Склонская в самом деле ждала его в карете, потому что он дал ей слово быть с нею в маскераде. В этот вечер она была так хороша, как, может быть, никогда не бывала: к ней шли как-то усталость и утомление - они разливали по всему существу ее обаятельную негу. Белизна ее плеч и шеи казалась еще чище от черного бархатного платья; грудь ее сладострастно колыхалась и просилась как будто наружу из-под узкого корсета, глаза блестели влагою, дыхание было жарко и прерывисто...
Виталин сел подле нее - и карета поехала.
Долго они оба молчали.
В окно кареты гляделся с правой стороны полный январский месяц. Ночь была холодна - но чудно прозрачна...
Арсений погрузился в самого себя. О чем он думал - о настоящем или о прошедшем? Думаем, что о последнем, потому что есть странное сродство между прошедшим и луною. Быть может, представала ему иная пора, иная лунная ночь, но летняя, теплая, обаятельная. И тогда так же смотрелся в карету месяц, но смотрелся с левой стороны, - и было ему грустно и страшно, что он смотрелся с левой стороны, грустно и страшно, не за себя... о нет!..

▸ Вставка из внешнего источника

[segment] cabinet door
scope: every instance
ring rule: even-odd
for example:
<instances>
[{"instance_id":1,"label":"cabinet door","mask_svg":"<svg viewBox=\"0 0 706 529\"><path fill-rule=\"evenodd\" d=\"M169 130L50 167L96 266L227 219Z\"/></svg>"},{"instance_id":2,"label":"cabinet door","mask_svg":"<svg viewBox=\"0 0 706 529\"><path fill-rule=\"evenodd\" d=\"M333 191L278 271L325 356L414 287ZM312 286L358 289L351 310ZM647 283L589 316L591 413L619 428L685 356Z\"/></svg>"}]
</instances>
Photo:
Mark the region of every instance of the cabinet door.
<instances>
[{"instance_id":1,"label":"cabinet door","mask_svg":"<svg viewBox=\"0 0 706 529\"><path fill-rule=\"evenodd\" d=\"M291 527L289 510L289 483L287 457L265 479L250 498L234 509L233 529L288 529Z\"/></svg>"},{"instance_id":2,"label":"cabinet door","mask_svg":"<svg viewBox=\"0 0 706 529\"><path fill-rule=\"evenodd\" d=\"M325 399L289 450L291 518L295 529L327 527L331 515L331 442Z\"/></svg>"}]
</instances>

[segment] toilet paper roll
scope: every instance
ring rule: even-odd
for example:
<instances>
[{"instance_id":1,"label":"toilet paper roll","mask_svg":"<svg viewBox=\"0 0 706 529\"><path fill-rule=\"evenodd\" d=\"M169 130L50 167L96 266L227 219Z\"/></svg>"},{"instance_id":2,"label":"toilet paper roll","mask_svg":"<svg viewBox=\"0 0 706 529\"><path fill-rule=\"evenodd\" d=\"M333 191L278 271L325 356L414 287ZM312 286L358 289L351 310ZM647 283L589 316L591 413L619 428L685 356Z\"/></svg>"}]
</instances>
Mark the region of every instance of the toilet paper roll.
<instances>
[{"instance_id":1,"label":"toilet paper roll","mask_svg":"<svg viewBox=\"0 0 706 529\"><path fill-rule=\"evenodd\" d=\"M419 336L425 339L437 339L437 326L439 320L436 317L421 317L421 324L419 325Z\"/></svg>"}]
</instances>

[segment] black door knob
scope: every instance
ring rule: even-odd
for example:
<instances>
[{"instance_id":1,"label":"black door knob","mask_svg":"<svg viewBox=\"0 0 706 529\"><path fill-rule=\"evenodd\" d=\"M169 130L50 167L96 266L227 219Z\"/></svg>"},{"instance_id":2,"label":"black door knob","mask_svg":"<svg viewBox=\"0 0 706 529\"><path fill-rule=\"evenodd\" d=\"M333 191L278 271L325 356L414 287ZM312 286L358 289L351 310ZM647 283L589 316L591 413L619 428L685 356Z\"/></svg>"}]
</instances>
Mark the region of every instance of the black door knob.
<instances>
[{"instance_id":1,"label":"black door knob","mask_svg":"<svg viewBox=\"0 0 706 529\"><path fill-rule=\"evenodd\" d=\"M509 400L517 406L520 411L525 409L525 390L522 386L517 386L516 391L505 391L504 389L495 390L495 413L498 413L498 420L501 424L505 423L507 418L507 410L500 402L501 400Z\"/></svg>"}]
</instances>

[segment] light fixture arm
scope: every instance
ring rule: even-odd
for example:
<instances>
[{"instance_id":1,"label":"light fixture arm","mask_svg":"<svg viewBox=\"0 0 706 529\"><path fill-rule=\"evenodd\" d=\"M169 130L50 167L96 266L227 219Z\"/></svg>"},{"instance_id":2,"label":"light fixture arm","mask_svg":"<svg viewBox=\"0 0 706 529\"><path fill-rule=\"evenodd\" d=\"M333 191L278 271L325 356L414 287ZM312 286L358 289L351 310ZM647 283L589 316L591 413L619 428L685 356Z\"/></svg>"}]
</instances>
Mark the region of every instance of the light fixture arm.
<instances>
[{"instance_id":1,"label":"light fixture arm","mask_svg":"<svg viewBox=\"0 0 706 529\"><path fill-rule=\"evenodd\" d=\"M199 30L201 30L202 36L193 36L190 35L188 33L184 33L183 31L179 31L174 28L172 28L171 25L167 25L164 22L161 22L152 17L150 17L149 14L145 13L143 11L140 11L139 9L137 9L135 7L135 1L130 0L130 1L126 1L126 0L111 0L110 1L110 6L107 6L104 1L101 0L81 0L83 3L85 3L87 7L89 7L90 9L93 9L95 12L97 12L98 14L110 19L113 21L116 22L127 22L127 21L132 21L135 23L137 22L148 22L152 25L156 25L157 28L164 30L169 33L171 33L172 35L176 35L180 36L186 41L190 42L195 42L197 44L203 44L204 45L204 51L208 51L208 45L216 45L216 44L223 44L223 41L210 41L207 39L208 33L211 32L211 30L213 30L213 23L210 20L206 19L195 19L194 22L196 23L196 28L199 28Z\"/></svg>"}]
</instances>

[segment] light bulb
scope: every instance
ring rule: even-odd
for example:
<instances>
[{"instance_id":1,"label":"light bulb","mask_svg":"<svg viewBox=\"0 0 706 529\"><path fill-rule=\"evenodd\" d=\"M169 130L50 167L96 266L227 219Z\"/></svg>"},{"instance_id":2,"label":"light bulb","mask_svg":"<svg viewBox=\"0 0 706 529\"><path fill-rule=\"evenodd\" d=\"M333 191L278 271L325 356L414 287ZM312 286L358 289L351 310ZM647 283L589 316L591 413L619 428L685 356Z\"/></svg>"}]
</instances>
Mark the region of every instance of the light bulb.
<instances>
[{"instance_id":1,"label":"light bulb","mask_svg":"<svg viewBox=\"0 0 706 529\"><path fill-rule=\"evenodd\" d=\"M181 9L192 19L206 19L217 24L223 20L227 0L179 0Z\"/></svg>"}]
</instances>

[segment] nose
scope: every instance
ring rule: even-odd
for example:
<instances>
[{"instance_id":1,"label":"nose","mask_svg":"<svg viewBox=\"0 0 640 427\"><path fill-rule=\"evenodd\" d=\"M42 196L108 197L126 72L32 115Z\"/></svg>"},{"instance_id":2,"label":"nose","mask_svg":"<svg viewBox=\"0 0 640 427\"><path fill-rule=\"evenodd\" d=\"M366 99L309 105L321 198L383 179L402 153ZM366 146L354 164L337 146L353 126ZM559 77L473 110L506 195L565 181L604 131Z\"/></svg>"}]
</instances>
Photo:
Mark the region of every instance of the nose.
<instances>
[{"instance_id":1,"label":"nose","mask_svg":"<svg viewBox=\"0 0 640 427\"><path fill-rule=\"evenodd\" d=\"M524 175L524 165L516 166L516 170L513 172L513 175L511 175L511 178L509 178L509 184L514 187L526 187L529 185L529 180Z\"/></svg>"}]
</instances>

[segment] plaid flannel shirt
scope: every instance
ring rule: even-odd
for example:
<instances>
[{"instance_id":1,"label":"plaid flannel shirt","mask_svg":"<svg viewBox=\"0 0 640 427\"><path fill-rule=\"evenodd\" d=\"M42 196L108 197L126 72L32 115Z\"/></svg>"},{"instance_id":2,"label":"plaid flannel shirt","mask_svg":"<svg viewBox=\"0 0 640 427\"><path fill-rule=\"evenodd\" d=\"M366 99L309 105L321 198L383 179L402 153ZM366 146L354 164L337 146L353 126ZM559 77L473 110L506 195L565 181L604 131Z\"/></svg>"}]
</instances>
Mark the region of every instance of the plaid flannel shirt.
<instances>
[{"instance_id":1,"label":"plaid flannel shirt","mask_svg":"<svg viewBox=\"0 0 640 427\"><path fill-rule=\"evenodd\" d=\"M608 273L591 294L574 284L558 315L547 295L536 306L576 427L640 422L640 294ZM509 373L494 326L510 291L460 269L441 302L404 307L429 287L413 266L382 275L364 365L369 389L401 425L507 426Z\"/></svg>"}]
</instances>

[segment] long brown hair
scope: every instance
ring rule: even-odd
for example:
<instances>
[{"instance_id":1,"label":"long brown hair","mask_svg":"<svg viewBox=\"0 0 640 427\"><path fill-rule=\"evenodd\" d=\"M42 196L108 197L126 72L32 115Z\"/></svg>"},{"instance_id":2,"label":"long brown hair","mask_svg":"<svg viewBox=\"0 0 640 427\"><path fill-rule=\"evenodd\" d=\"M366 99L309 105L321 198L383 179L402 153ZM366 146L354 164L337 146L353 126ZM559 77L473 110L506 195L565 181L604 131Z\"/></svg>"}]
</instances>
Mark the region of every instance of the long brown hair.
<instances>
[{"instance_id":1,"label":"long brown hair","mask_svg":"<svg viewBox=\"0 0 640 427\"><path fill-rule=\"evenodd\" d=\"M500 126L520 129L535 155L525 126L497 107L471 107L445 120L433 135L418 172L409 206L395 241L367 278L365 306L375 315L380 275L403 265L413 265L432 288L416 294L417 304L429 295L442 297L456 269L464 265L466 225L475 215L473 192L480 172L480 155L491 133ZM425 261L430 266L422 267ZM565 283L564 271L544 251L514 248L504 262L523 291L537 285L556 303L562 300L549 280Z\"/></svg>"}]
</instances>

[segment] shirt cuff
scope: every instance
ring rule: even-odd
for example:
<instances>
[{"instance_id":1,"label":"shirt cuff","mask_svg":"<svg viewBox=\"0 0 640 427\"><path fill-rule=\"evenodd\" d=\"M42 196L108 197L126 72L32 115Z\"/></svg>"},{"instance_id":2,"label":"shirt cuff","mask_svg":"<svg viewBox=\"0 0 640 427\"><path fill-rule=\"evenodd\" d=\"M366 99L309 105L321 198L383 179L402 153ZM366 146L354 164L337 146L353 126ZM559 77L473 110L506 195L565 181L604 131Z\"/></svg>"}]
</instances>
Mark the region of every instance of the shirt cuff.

- Арсений! - послышался подле него прерывистый, сладострастный лепет, и вслед за этим он почувствовал на своей щеке прикосновение локонов, ароматическое и жгучее прикосновение, и жаркое дыхание пахнуло на него.
О! это дыхание перенесло его под южное, пламенное небо, - он забыл все, кроме этого южного неба... Еще минута, еще ближе к устам его это дыхание: лихорадочный трепет, томительно-блаженный трепет пробежал по нем. Еще минута, и уста его впились в другие уста долгим, бесконечно долгим, удушительным поцелуем...
И как будто опаленная страшною, мужескою силою этого поцелуя, Склонская с усилием оторвалась от его уст и упала головою на его грудь, почти без чувств и без дыхания.
А он! - он очнулся снова, и снова серебряные лучи месяца защекотали ему сердце, и снова объяла его нестерпимая, больная тоска...
Но вот опять посыпались огненные частые поцелуи, опять безумным трепетом пробудилось чувство жизни и понял он, что бессильно над ним прошедшее, что много еще сил лежит в его природе, что много еще нового, вечно нового ждет его в грядущем.